Physician compliance with guidelines

One methodologically limited cross-sectional study by Ramachandran [19] examined the effects of CHD risk calculation on physician compliance with guidelines. In this study, 68 randomly-selected general practitioners (GPs) in the UK completed a postal survey in which they indicated the need for lipid treatment in each of 20 case scenarios (mean 10-year CHD risk 28.9%). The primary outcome was the proportion of correct responses based on the UK lipid guidelines, which, at that time, recommended lipid-lowering therapy for all patients with a 10-year CHD risk > 30%. GPs were reminded of this guideline in the cover letter that accompanied the questionnaire. Unfortunately, design limitations, most notably the small sample size and the response rate of only 30.5%, seriously limit the study's primary conclusion that there was no difference in the appropriateness of decision-making between GPs who made recommendations after calculating CHD risk (N = 52) and those who made recommendations without calculating risk (N = 26, P = 0.21).
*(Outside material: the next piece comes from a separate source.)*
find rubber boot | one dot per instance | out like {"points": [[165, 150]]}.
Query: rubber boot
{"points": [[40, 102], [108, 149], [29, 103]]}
Changes in CHD risk factors and global CHD risk

Three studies examined the effects of CHD risk calculation on changes in risk factors and global CHD risk.

Two of these studies have been discussed in detail above. As already noted, a fair quality cluster randomized trial by Montgomery [20], showed that risk calculation using a chart-based risk calculation system was associated with lower mean systolic blood pressure at 12 months compared to use of no risk calculation system in a high risk population (86% of individuals at high risk). Risk calculation resulted in no difference in the proportion of individuals at high risk (CHD risk > 10%), however, perhaps because of the high proportion of patients whose baseline risk was significantly above the 10% threshold. A fair quality cluster randomized trial by van Steenkiste [24], on the other hand, showed mixed effects on CHD risk factors (increased self reported physical activity (+11%, p < 0.05) and unchanged self-reported smoking). This study, however, targeted lifestyle changes that would be appropriate for all patients regardless of risk level, and was conducted in a lower risk sample with moderate loss to follow-up (diminishing the chance of physicians to make decisions based on global CHD risk) and unaccounted for confounding.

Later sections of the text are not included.